CARING FOR OUR KIDS
Planning the perfect playdate
Scheduling: For preschoolers, timing is everything. A playdate too close to or during naptime can be a recipe for disaster. Ideally, you want to find a time that your children are going to be at their best so they will be able to enjoy the experience without being overtired. Second to timing is making sure your child is ready and comfortable with a “drop-off” playdate. This may mean you invite the parent to come and stay for the first playdate or you might also want to meet at a park or museum with both parents present.
Communication with the other parent is paramount for scheduling and necessary to establish a level of trust. If I am hosting someone else’s child, I always like to find out about any food allergies or special concerns. I also make sure to exchange contact information including phone numbers, e-mail, and home addresses. Finally, agree on a pick-up time and be on time.
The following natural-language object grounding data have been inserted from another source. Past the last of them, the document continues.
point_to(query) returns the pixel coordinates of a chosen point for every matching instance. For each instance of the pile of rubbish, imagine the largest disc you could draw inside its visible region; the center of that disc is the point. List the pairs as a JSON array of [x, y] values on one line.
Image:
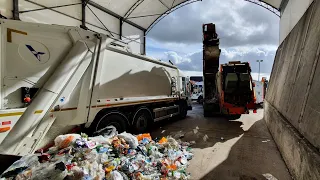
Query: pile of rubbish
[[117, 157]]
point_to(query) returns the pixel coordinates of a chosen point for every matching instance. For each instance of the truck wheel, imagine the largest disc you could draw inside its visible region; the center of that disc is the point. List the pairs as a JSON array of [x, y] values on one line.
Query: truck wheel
[[142, 120], [117, 120], [183, 107], [206, 114]]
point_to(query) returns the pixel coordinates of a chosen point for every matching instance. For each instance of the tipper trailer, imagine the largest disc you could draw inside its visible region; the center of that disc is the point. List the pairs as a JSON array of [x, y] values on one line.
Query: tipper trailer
[[54, 77], [228, 88]]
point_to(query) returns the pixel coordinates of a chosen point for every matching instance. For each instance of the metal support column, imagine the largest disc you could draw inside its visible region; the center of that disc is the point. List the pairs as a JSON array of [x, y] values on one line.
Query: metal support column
[[83, 11], [15, 11], [144, 42], [120, 30]]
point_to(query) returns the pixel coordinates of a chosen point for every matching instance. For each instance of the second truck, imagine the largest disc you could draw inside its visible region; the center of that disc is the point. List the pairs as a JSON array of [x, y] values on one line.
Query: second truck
[[228, 88]]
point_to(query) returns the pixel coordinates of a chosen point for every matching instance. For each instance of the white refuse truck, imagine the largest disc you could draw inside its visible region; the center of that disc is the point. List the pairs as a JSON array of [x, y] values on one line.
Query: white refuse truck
[[56, 77]]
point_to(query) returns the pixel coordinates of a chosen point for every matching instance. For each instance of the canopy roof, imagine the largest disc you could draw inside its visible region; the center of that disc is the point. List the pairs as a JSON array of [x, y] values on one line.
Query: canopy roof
[[128, 20], [145, 13]]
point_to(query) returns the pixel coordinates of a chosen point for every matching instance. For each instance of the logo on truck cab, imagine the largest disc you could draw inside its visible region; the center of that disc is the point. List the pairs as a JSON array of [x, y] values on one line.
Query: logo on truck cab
[[34, 52]]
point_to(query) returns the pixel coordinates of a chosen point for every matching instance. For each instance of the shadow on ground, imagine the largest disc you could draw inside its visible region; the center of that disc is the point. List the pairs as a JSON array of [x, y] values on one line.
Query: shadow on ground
[[204, 131], [241, 149], [253, 157]]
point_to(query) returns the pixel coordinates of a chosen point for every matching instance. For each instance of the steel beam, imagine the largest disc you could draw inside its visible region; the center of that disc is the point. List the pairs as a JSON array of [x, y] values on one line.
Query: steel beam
[[83, 11], [144, 43], [15, 11], [120, 28], [98, 6]]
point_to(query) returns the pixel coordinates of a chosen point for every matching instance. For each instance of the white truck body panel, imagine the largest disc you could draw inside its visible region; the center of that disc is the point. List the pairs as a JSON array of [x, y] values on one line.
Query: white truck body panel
[[95, 77], [258, 91]]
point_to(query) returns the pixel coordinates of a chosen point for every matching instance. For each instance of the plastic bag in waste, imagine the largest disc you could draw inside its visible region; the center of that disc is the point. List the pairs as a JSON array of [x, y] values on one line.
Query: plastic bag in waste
[[130, 139], [22, 164], [66, 140], [108, 132], [100, 139], [142, 136], [49, 171], [115, 175]]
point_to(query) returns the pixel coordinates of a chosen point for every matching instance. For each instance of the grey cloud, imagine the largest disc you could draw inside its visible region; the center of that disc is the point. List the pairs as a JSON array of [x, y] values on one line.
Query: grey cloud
[[184, 25], [196, 63]]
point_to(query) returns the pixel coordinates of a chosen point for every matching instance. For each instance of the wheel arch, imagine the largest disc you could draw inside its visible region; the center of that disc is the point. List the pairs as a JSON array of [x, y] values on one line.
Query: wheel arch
[[141, 108], [104, 113]]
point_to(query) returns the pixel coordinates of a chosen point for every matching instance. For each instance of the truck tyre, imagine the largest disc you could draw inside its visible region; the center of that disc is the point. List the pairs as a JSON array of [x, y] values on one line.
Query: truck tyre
[[183, 109], [142, 120], [115, 119], [206, 113]]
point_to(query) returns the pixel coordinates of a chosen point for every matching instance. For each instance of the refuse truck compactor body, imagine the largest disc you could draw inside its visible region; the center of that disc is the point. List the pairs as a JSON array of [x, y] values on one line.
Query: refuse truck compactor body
[[54, 78], [228, 88]]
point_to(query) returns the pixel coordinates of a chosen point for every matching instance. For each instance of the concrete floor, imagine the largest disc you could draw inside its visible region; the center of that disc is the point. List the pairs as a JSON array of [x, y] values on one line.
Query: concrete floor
[[241, 149]]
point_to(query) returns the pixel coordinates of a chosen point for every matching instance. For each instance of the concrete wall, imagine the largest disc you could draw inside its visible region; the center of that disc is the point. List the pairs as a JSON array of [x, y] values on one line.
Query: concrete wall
[[290, 16], [292, 103]]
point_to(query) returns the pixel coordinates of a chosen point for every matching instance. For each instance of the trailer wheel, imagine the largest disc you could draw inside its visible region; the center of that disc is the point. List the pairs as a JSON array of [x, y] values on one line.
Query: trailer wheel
[[114, 119], [142, 120]]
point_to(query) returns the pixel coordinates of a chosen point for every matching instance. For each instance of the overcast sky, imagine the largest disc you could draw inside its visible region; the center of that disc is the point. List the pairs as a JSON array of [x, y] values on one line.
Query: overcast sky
[[247, 32]]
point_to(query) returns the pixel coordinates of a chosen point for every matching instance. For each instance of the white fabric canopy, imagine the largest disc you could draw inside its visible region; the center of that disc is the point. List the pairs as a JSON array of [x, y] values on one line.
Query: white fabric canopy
[[129, 20]]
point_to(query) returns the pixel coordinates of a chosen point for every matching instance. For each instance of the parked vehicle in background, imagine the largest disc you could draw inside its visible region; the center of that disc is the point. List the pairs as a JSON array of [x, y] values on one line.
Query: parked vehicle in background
[[56, 76]]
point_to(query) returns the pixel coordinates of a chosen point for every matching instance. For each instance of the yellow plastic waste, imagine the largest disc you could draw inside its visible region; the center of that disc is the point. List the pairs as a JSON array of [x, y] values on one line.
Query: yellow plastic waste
[[163, 140]]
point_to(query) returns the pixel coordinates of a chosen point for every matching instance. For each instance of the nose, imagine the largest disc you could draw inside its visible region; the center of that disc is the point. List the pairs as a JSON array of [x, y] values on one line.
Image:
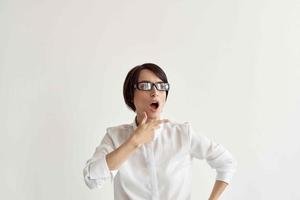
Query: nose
[[154, 92]]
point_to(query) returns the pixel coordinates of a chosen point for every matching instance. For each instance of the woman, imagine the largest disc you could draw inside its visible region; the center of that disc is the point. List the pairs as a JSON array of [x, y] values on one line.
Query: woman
[[151, 158]]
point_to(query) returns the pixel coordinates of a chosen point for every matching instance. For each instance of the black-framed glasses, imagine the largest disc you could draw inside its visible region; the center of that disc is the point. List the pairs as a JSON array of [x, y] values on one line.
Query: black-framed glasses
[[147, 86]]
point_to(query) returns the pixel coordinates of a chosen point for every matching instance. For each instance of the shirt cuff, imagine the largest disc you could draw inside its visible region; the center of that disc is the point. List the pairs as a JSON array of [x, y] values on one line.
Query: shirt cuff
[[99, 170]]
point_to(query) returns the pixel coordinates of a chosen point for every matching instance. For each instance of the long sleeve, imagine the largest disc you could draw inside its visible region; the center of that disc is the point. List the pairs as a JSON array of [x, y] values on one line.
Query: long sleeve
[[215, 154], [96, 171]]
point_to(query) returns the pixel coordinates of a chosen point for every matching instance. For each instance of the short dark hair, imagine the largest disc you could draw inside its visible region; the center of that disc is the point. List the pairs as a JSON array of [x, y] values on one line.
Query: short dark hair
[[132, 78]]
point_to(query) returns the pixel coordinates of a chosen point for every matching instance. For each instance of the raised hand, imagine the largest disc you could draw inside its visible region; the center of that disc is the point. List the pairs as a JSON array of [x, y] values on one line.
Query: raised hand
[[145, 131]]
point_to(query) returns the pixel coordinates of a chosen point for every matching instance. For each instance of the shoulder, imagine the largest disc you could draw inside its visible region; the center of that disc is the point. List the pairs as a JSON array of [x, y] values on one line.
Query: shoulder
[[177, 125]]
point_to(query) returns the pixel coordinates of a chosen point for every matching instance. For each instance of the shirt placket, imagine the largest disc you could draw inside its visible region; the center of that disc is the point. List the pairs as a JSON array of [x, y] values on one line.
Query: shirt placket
[[153, 173]]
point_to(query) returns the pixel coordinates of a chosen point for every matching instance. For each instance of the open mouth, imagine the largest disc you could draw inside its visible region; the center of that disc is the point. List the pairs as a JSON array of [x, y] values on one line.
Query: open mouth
[[154, 105]]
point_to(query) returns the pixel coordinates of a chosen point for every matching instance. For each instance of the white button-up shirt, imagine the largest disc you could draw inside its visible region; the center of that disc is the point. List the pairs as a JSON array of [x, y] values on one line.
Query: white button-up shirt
[[160, 169]]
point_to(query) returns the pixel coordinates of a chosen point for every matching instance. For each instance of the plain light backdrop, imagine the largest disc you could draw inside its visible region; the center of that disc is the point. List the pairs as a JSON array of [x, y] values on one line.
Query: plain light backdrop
[[234, 69]]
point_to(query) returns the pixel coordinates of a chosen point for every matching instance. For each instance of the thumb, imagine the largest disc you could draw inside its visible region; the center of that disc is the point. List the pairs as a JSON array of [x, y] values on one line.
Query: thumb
[[144, 118]]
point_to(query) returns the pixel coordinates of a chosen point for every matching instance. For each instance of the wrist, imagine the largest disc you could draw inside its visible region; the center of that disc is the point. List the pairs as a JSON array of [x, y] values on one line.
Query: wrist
[[133, 141]]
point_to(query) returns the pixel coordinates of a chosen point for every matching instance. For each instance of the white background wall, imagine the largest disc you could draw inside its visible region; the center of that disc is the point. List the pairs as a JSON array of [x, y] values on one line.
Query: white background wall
[[234, 68]]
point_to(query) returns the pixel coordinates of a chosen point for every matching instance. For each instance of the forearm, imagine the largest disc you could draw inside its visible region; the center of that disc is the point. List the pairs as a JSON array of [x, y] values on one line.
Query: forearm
[[121, 154], [217, 190]]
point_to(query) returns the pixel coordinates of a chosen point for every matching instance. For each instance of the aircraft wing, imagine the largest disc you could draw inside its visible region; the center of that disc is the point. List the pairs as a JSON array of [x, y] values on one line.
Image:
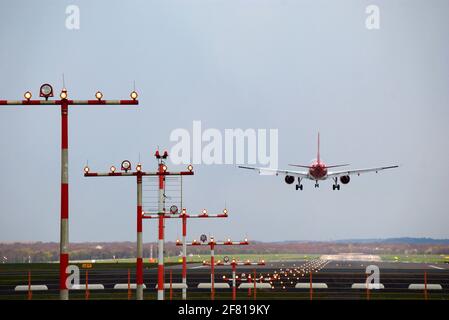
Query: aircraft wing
[[276, 172], [357, 171]]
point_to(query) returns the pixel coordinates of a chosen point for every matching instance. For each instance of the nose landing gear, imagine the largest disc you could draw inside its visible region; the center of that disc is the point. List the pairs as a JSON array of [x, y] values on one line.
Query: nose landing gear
[[335, 186], [299, 185]]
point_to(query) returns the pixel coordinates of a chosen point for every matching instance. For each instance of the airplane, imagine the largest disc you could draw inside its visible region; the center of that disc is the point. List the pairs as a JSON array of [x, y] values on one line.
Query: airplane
[[317, 171]]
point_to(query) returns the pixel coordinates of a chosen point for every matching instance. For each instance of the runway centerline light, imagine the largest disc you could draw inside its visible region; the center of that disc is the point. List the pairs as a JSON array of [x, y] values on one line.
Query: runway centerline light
[[126, 165], [63, 94], [27, 95], [46, 91], [173, 209]]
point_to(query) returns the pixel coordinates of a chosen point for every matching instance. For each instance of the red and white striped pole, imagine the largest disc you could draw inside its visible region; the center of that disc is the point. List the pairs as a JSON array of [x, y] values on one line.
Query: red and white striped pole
[[161, 212], [184, 255], [64, 232], [64, 216], [234, 287], [184, 216], [139, 261], [212, 269]]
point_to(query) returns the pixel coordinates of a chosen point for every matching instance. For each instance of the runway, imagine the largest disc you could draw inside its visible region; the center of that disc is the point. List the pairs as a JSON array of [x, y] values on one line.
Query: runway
[[399, 280]]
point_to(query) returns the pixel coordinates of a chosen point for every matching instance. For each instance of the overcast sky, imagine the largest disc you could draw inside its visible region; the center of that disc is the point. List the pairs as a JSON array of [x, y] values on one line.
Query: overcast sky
[[378, 97]]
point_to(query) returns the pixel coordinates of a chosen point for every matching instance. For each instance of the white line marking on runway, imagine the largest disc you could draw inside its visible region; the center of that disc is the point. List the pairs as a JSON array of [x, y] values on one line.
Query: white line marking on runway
[[435, 267]]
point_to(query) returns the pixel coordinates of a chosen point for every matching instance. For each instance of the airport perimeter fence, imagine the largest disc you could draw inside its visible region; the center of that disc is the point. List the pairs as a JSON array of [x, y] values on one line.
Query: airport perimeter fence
[[104, 282]]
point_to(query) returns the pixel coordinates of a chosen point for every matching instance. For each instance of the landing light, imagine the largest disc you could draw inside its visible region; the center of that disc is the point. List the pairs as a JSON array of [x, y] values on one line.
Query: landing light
[[98, 95], [27, 95]]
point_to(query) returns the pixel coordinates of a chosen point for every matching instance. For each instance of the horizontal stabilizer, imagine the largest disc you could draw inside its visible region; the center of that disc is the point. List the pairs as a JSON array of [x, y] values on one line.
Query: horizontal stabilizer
[[337, 165]]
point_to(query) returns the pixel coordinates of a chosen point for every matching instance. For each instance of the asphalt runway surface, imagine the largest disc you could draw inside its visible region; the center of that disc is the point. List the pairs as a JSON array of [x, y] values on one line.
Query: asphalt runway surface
[[339, 276]]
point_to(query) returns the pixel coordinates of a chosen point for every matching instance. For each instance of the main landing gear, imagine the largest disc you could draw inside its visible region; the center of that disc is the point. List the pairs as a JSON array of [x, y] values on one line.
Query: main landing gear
[[299, 185], [335, 186]]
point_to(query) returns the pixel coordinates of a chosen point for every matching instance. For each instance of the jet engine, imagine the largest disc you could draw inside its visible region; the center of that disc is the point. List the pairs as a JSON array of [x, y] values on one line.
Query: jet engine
[[345, 179], [289, 179]]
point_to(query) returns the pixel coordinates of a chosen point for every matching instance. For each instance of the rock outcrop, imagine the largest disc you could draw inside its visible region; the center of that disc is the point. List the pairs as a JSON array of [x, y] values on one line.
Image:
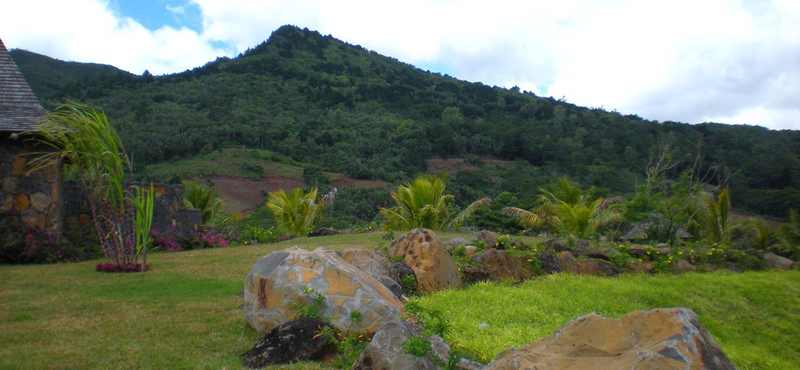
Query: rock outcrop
[[433, 266], [282, 279], [375, 264], [500, 265], [663, 339]]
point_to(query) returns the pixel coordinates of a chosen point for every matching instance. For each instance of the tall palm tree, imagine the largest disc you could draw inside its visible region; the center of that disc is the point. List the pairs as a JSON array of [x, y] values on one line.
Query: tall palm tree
[[717, 214], [298, 212], [568, 209], [423, 203], [81, 138], [204, 198]]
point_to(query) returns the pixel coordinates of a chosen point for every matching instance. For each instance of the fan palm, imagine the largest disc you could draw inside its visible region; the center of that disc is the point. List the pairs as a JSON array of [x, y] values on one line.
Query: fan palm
[[423, 203], [204, 198], [298, 212]]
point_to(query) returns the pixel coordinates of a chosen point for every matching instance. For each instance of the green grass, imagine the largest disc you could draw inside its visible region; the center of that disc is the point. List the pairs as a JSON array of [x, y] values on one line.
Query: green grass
[[184, 314], [250, 163]]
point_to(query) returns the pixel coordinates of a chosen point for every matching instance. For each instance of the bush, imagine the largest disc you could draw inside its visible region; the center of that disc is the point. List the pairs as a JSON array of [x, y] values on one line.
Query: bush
[[30, 245], [208, 238]]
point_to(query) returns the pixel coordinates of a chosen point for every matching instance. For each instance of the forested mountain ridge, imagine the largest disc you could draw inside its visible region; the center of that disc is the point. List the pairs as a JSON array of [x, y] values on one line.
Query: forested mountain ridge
[[318, 100]]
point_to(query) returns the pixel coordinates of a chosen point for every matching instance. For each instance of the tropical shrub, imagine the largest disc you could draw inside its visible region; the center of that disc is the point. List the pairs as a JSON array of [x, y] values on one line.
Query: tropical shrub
[[423, 203], [82, 138], [201, 197], [298, 212]]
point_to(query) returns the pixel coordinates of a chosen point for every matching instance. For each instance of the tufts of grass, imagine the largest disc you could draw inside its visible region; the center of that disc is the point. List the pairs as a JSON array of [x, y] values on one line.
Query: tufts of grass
[[752, 315], [185, 313]]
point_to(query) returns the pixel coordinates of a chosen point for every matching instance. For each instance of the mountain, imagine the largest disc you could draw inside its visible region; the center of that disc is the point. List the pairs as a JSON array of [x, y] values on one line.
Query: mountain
[[326, 103], [50, 77]]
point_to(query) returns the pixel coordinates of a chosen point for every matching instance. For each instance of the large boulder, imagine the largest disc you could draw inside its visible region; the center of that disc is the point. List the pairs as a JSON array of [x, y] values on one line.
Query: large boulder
[[777, 262], [375, 264], [433, 266], [293, 341], [282, 279], [500, 265], [663, 339]]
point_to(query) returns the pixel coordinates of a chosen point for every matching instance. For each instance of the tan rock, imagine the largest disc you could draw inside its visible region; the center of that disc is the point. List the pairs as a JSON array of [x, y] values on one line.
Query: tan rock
[[500, 265], [640, 267], [777, 262], [664, 339], [683, 266], [424, 253], [375, 264], [284, 278]]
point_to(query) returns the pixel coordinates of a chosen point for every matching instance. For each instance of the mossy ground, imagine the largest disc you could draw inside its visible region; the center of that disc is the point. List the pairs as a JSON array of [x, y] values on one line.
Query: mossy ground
[[184, 313]]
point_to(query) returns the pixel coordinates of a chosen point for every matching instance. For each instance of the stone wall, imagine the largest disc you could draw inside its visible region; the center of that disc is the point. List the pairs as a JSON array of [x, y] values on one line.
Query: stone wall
[[28, 198], [168, 209]]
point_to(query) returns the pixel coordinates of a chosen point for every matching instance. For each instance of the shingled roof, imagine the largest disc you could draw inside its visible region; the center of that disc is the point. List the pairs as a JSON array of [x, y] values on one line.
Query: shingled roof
[[19, 109]]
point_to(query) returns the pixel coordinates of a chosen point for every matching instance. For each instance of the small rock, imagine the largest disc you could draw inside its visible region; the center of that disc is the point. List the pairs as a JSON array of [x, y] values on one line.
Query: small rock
[[777, 262], [568, 262], [500, 265], [470, 250], [683, 266], [385, 351], [471, 274], [550, 263], [289, 342]]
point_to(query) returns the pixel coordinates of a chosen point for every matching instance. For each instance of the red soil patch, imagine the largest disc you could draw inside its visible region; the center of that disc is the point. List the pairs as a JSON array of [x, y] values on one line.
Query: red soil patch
[[244, 196]]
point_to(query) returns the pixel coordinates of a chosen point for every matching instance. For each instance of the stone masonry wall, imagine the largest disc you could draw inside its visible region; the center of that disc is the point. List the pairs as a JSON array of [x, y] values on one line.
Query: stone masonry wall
[[28, 198]]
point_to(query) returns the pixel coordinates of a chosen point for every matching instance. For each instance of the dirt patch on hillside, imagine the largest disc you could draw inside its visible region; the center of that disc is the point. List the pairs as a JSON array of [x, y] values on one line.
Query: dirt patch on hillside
[[344, 181], [455, 165], [244, 195]]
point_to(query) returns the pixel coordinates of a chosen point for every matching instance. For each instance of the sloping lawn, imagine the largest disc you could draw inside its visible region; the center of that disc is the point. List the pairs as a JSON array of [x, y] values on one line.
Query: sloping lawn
[[185, 313]]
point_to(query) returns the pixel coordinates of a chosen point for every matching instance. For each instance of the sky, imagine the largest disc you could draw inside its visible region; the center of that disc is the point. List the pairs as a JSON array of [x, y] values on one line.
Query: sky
[[726, 61]]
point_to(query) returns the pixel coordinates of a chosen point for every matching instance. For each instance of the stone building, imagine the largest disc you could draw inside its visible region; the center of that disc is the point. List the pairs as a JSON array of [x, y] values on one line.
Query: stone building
[[26, 198]]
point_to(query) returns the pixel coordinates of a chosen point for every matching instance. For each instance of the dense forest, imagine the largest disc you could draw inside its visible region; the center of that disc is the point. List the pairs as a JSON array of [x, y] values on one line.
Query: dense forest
[[341, 108]]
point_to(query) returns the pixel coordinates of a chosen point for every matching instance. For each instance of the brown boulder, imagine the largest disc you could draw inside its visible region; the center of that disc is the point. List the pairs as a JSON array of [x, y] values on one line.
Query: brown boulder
[[663, 339], [433, 266], [375, 264], [500, 265], [777, 262], [568, 262], [683, 266], [287, 277]]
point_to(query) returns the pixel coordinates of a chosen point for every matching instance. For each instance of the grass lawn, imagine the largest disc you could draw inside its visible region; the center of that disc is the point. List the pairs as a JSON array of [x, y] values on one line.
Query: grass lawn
[[184, 313]]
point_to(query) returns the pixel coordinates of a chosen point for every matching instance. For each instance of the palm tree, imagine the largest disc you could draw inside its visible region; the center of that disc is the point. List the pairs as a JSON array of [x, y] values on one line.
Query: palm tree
[[423, 203], [298, 212], [568, 209], [83, 140], [204, 198], [717, 212], [789, 235]]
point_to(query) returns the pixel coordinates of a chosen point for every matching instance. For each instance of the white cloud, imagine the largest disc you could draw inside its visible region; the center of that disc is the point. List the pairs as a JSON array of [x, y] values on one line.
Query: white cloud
[[734, 61], [89, 31]]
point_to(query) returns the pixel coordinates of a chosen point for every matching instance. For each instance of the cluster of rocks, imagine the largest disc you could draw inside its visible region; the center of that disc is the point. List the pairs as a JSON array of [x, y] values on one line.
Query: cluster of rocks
[[367, 282]]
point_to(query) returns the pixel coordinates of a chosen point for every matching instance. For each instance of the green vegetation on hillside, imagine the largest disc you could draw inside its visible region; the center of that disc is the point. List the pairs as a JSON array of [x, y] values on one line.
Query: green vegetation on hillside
[[320, 101]]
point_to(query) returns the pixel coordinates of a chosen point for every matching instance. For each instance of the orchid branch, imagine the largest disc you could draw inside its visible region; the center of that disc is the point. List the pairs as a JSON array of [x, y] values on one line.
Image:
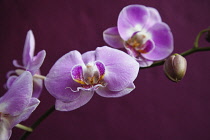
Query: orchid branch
[[23, 127], [195, 48]]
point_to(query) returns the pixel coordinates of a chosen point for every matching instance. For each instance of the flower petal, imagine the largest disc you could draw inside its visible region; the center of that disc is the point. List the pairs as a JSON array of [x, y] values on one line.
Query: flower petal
[[29, 47], [131, 19], [37, 87], [18, 96], [121, 69], [5, 132], [84, 97], [10, 81], [16, 64], [153, 18], [88, 57], [105, 92], [36, 62], [112, 37], [34, 102], [163, 39], [59, 78]]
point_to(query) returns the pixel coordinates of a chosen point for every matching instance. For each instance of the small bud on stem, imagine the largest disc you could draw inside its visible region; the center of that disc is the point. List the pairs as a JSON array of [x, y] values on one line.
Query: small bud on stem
[[175, 67]]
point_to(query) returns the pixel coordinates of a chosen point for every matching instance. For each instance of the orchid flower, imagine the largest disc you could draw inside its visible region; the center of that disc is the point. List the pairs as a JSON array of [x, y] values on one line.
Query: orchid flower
[[30, 63], [17, 104], [143, 34], [74, 77]]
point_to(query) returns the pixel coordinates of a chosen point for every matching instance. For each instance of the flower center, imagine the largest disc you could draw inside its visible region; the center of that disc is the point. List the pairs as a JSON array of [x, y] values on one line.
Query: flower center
[[89, 75], [2, 115], [140, 43]]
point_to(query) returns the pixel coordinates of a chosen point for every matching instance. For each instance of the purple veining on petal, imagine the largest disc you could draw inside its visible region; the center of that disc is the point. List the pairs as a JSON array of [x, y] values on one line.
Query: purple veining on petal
[[121, 69], [16, 64], [77, 74], [83, 99], [153, 18], [112, 37], [105, 92], [10, 81], [147, 47], [131, 19], [59, 77], [163, 40]]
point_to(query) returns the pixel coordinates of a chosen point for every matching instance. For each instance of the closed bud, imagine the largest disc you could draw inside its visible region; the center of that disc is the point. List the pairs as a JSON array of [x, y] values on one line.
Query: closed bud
[[208, 36], [175, 67]]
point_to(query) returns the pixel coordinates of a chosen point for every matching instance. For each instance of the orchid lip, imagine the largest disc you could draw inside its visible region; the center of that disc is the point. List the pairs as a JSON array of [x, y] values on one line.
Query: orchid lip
[[140, 42], [90, 76]]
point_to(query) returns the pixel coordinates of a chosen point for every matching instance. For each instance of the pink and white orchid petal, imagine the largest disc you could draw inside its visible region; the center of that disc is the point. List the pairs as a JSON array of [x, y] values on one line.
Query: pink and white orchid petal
[[105, 92], [163, 40], [88, 57], [132, 19], [59, 79], [153, 18], [5, 132], [83, 99], [29, 48], [112, 37], [16, 64], [10, 81], [121, 68]]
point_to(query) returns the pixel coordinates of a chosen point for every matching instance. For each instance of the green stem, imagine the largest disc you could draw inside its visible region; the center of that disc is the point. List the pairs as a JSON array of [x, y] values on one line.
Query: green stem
[[188, 52], [198, 37], [43, 117], [23, 127]]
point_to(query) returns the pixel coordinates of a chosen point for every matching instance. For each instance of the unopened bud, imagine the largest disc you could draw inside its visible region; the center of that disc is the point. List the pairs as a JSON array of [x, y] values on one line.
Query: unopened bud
[[208, 36], [175, 67]]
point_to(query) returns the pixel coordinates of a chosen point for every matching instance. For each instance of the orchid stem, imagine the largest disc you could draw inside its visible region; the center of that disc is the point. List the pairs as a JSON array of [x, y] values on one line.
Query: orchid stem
[[39, 76], [198, 37], [188, 52], [23, 127], [39, 120], [195, 48]]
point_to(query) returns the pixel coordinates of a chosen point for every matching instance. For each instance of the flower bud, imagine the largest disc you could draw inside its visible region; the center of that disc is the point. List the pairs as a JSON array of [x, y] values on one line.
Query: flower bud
[[175, 67], [208, 36]]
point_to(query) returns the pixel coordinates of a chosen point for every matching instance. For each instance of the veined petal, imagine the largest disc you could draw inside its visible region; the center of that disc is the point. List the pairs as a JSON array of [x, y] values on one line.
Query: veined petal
[[16, 64], [163, 39], [84, 98], [36, 62], [105, 92], [59, 79], [10, 81], [37, 87], [112, 37], [29, 47], [5, 132], [121, 69], [77, 74], [153, 18], [34, 102], [18, 96], [131, 19]]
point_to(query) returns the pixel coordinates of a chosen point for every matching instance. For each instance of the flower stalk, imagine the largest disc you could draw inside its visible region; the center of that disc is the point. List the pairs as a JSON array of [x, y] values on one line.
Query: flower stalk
[[23, 127]]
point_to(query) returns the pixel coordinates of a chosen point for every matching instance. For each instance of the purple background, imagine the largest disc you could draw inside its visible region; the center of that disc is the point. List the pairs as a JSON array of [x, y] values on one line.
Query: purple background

The key for preschoolers is to keep playdates short and sweet – one and a half to two hours is plenty of time.
The invite: For toddlers, playdates are about getting the parents together, so it makes sense to target children whose parents you like. By preschool, many children are ready for a drop-off playdate and usually have ideas or opinions about whom they would like to invite. The parents should always handle the actual invitation, but it is important to let your child take the lead on whom to invite. In our house, after several stressful playdates, we now limit the invite to just one other friend. Whether it is a sibling or another friend, the old saying really is true – “three is a crowd.” When one sibling has a playdate, it can be hard for the other sibling who wants to be included. I try to give the child who is not having the playdate special time and keep him or her distracted with a separate project or game.
Activities: Planning ahead and having a few fun activities ready will help get things off to a good start and help break the ice. I always like to include food or a snack as an activity. Low blood sugar can really derail a playdate quickly. Cooking and art projects are great ways to keep the children engaged and it gives them something to take home as a memento. Baking cookies or making crepe paper mosaics are a few of our favorites. Games are also a great way to get everyone engaged, but do not be surprised if all the children want to do is “play.” It is very exciting to be at someone else’s house and exploring all his or her toys. This can also be hard for young children who are still mastering the art of sharing. We put away any toys or special things that my children think they might not be able to share before the playdate starts, and this helps reduce any arguments.
In our house, the only hard rule on activities we have is no “screen time” during playdates. This means no television shows, movies or iPad games. There is definitely a time for these things, but I believe it is best to stay clear of media time and let the children enjoy each other and use their imagination to play. Cleanup time is always the last activity – though necessary, it is not always the most fun in their minds. I usually like to give a 10-minute warning before cleanup starts and then try to make it fun by turning on some music to see if they can clean everything up before the song ends. It always amazes me how motivating music can be.
Playdates are a great way to help children work on social skills like sharing and conflict resolution. As parents, our role is to be present but not to hover. It is important to communicate rules and be there to help resolve any scuffles but also to give them space to work things out on their own.
So whether you are planning a playdate for the last few weeks of summer or as a way to get to know a new classmate in the fall, I hope these tips help ensure your next playdate goes off without a hitch.